A lot of the code in airflow-dbt-python is required to provide a wrapper for dbt, as dbt only provides a CLI interface. There are ongoing efforts to provide a dbt library, which would significantly simplify our codebase. As of the time of development, these efforts are not in a state where they can be used by us, but we can keep an eye out for the future.

Most of the code used to adapting dbt can be found in the utilities module, as some of our features require that we break some assumptions dbt makes when initializing. For example, we need setup dbt to access project files stored remotely, or intiailize all profile settings from an Airflow Connection.

dbt operators

airflow-dbt-python provides one operator per dbt task: for example, DbtRunOperator can be used to execute a dbt run command, as if running dbt run ... in the CLI.

dbt hooks

airflow-dbt-python provides a DbtHook to abstract all interactions with dbt. The main method of DbtHook operators should be calling is DbtHook.run_dbt_task which takes any dbt command as it’s first argument, and any configuration parameters keyword arguments. This hook abstracts interactions with dbt, including:

  • Setting up a temporary directory for dbt execution. * Potentially downloading files from a dbt remote into this directory.

  • Using Airflow connections to configure dbt connections (“targets” as these connections are found in profiles.yml).

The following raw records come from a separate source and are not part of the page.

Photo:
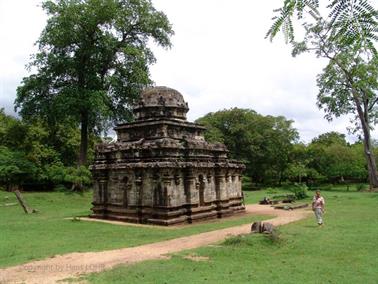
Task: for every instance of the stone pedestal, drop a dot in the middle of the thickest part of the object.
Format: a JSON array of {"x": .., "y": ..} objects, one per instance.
[{"x": 161, "y": 170}]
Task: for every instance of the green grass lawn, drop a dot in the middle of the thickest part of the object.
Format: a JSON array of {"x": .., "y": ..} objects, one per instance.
[
  {"x": 344, "y": 250},
  {"x": 24, "y": 238}
]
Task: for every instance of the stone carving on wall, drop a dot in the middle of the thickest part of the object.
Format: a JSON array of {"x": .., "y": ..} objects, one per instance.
[{"x": 161, "y": 170}]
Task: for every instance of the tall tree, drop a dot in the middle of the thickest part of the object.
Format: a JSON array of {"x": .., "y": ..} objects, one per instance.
[
  {"x": 347, "y": 38},
  {"x": 92, "y": 62},
  {"x": 263, "y": 143}
]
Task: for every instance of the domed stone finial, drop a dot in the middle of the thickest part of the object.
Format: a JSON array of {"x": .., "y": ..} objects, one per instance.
[{"x": 158, "y": 102}]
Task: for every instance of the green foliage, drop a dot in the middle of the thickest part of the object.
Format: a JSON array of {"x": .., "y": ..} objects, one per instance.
[
  {"x": 70, "y": 177},
  {"x": 262, "y": 142},
  {"x": 92, "y": 62},
  {"x": 25, "y": 238},
  {"x": 31, "y": 154},
  {"x": 361, "y": 187},
  {"x": 300, "y": 190},
  {"x": 15, "y": 168},
  {"x": 348, "y": 22},
  {"x": 347, "y": 38},
  {"x": 341, "y": 255}
]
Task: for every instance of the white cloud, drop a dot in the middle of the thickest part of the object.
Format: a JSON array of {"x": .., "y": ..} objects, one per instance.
[{"x": 219, "y": 60}]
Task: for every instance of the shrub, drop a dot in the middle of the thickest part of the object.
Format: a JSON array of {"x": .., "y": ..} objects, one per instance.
[
  {"x": 300, "y": 190},
  {"x": 361, "y": 187}
]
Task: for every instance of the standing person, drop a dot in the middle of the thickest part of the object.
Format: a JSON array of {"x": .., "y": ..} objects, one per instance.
[{"x": 318, "y": 207}]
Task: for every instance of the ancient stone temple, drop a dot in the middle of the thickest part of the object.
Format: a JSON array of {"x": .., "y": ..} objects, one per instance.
[{"x": 161, "y": 170}]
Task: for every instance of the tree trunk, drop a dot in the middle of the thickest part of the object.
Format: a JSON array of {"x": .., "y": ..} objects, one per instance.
[
  {"x": 83, "y": 138},
  {"x": 24, "y": 205},
  {"x": 372, "y": 167}
]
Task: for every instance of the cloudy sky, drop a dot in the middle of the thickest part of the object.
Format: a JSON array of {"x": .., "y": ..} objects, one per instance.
[{"x": 219, "y": 60}]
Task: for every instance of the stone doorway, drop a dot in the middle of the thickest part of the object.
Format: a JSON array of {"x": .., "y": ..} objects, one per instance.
[{"x": 201, "y": 190}]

  • Initializing a configuration for dbt with parameters provided. * Includes configuring dbt logging.

Temporary directories ensure task independence

Airflow executes tasks independent of one another: even though downstream and upstream dependencies between tasks exist, the execution of an individual task happens entirely independently of any other task execution (see: Tasks Relationships).

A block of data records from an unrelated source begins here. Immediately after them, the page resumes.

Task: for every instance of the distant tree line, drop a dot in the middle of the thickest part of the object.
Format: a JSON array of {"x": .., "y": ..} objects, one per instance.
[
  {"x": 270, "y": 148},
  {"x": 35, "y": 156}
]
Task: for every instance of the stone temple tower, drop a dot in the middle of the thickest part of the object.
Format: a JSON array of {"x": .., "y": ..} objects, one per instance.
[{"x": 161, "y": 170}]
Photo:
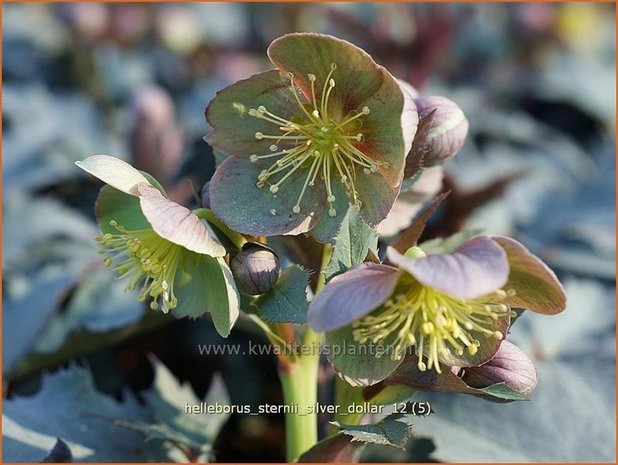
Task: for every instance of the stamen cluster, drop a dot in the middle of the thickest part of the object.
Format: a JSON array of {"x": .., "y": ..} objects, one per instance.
[{"x": 319, "y": 142}]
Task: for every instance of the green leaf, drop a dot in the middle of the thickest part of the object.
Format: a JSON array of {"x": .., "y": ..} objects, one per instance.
[
  {"x": 387, "y": 432},
  {"x": 411, "y": 235},
  {"x": 357, "y": 363},
  {"x": 113, "y": 171},
  {"x": 286, "y": 302},
  {"x": 354, "y": 240},
  {"x": 206, "y": 285},
  {"x": 113, "y": 204},
  {"x": 537, "y": 287},
  {"x": 99, "y": 304},
  {"x": 26, "y": 316},
  {"x": 191, "y": 433}
]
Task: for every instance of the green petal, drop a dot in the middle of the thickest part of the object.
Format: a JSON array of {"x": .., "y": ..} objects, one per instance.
[
  {"x": 113, "y": 204},
  {"x": 176, "y": 223},
  {"x": 248, "y": 209},
  {"x": 328, "y": 227},
  {"x": 359, "y": 82},
  {"x": 355, "y": 362},
  {"x": 113, "y": 171},
  {"x": 233, "y": 128},
  {"x": 205, "y": 284},
  {"x": 537, "y": 287}
]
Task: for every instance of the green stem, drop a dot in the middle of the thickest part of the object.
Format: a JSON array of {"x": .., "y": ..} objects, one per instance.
[
  {"x": 235, "y": 238},
  {"x": 299, "y": 382}
]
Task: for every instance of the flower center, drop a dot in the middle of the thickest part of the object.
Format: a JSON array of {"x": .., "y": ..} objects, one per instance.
[
  {"x": 433, "y": 322},
  {"x": 319, "y": 143},
  {"x": 144, "y": 254}
]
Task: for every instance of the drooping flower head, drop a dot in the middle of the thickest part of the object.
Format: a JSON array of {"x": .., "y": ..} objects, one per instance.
[
  {"x": 161, "y": 248},
  {"x": 328, "y": 129},
  {"x": 452, "y": 309}
]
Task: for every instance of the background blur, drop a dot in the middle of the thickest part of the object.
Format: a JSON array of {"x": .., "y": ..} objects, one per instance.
[{"x": 85, "y": 362}]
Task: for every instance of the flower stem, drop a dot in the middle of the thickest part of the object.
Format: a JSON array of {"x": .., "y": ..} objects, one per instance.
[{"x": 299, "y": 381}]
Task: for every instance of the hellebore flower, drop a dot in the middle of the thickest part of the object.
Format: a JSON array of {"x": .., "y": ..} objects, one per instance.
[
  {"x": 453, "y": 309},
  {"x": 161, "y": 246},
  {"x": 256, "y": 268},
  {"x": 327, "y": 129},
  {"x": 509, "y": 375},
  {"x": 442, "y": 135}
]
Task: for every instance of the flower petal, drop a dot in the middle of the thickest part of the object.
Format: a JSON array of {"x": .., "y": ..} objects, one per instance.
[
  {"x": 176, "y": 223},
  {"x": 114, "y": 171},
  {"x": 241, "y": 205},
  {"x": 487, "y": 349},
  {"x": 387, "y": 129},
  {"x": 351, "y": 295},
  {"x": 228, "y": 113},
  {"x": 536, "y": 285},
  {"x": 112, "y": 204},
  {"x": 479, "y": 266}
]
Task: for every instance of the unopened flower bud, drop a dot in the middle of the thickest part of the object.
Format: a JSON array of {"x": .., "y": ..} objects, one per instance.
[
  {"x": 443, "y": 133},
  {"x": 510, "y": 366},
  {"x": 256, "y": 269}
]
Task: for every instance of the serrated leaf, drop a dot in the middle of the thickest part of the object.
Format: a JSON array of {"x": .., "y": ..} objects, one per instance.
[
  {"x": 352, "y": 243},
  {"x": 286, "y": 302}
]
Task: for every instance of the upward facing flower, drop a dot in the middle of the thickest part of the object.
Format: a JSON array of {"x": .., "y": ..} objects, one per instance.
[
  {"x": 328, "y": 129},
  {"x": 161, "y": 246},
  {"x": 452, "y": 309}
]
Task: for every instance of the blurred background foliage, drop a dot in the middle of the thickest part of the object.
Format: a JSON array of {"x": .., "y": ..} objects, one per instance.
[{"x": 86, "y": 362}]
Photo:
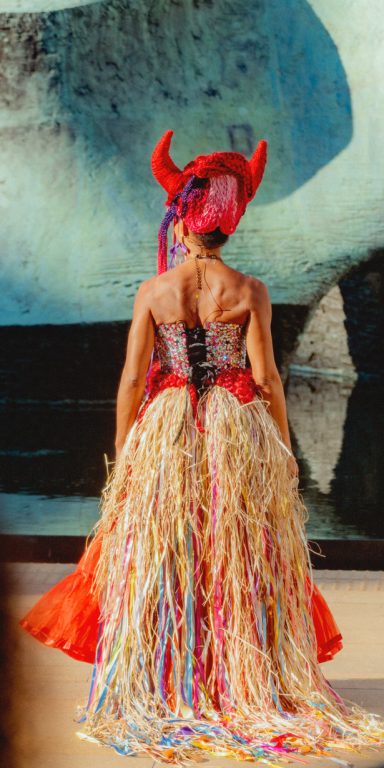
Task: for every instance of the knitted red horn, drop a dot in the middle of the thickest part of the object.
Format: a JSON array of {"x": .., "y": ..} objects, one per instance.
[
  {"x": 257, "y": 163},
  {"x": 163, "y": 168}
]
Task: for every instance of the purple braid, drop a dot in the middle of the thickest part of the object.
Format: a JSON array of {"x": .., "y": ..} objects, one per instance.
[{"x": 162, "y": 262}]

In order to respect this constraint, airflow-dbt-python hooks run each dbt command in a temporary and isolated directory:

  1. Before execution, all the relevant dbt files are downloaded from supported remotes.

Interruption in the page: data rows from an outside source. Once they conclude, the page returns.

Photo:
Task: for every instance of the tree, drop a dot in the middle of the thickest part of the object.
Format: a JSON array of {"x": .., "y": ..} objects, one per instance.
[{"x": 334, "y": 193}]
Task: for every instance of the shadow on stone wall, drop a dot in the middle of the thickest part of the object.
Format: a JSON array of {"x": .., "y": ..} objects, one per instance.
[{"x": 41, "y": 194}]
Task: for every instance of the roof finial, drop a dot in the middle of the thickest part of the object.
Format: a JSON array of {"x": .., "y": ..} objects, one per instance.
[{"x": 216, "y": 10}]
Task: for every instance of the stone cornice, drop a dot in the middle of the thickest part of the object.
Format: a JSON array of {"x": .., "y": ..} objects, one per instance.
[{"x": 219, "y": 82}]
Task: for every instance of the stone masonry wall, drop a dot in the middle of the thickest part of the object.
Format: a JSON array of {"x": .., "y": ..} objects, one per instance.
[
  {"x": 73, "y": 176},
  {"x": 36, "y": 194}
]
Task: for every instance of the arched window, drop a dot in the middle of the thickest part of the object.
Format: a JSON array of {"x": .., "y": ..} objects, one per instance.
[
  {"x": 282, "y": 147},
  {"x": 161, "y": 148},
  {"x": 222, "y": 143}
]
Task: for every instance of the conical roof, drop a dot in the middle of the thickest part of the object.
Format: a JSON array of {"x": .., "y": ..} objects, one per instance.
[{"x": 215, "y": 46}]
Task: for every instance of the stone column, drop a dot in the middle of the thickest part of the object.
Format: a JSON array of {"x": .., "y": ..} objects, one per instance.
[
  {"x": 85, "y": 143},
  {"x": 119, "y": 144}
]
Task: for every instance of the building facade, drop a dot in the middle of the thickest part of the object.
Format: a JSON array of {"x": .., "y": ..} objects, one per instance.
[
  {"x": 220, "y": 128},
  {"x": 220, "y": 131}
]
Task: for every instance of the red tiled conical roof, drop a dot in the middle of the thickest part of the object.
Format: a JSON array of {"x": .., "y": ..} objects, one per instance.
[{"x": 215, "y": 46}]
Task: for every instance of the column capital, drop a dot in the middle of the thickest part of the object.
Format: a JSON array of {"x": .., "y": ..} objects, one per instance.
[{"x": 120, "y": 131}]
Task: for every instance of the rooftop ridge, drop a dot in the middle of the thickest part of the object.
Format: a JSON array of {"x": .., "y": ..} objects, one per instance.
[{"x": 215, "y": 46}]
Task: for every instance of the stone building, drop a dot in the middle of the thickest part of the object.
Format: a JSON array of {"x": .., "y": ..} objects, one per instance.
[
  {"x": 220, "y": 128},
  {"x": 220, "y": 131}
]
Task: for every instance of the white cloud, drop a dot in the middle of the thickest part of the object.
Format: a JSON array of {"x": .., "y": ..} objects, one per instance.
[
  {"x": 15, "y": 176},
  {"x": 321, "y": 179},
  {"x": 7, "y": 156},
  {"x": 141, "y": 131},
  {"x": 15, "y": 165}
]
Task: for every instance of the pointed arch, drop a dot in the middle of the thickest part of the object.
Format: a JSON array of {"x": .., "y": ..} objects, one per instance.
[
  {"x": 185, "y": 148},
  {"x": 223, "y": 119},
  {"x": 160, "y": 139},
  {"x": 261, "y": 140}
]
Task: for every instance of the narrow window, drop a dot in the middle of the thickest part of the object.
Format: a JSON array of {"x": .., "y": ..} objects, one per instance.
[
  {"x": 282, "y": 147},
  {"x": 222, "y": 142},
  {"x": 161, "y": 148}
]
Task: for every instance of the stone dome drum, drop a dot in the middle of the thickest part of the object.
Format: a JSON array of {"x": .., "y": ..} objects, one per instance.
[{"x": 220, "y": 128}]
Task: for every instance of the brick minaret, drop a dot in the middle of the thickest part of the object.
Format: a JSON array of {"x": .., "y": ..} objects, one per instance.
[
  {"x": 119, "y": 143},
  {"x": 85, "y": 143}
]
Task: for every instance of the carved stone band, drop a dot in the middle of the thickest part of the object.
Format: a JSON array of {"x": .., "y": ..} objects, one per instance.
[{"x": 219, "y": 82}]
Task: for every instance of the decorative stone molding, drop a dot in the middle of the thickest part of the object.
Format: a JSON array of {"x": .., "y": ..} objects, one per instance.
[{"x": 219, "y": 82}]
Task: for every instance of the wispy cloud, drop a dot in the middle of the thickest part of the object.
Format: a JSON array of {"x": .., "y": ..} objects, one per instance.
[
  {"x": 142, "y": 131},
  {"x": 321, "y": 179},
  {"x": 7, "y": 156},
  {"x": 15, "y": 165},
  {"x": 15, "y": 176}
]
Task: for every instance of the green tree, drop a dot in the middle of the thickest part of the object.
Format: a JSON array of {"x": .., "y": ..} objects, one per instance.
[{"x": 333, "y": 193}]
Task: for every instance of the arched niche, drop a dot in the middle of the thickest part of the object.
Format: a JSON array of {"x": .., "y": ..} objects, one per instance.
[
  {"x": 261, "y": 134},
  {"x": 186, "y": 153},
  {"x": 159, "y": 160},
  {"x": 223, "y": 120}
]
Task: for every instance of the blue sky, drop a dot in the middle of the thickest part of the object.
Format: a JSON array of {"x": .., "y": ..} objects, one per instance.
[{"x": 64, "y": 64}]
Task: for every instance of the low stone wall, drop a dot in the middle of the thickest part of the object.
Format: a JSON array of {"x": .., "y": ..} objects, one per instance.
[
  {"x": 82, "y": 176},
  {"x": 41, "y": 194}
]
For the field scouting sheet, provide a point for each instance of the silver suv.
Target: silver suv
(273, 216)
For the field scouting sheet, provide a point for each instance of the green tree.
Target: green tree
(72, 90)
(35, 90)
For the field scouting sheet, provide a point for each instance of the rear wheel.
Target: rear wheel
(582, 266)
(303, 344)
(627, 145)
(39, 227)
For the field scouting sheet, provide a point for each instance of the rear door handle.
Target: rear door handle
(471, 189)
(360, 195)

  2. After execution, any resulting artifacts are uploaded back to supported remotes (if configured).

This ensures dbt can work with any Airflow deployment, including most production deployments running Remote Executors that do not guarantee any files will be shared between tasks, since each task may run in a completely different worker.

dbt remote hooks

dbt remote hooks implement a simple interface to communicate with dbt remotes. A dbt remote can be any external storage that contains a dbt project and potentially also a profiles.yml file for example: an AWS S3 bucket or a GitHub repository. See the reference for a list of which remotes are currently supported.

Implementing the DbtRemoteHook interface

Supporting a new remote to store dbt files requires implementing the DbtRemoteHook interface. There are only two methods in the interface: DbtRemoteHook.download and DbtRemoteHook.upload.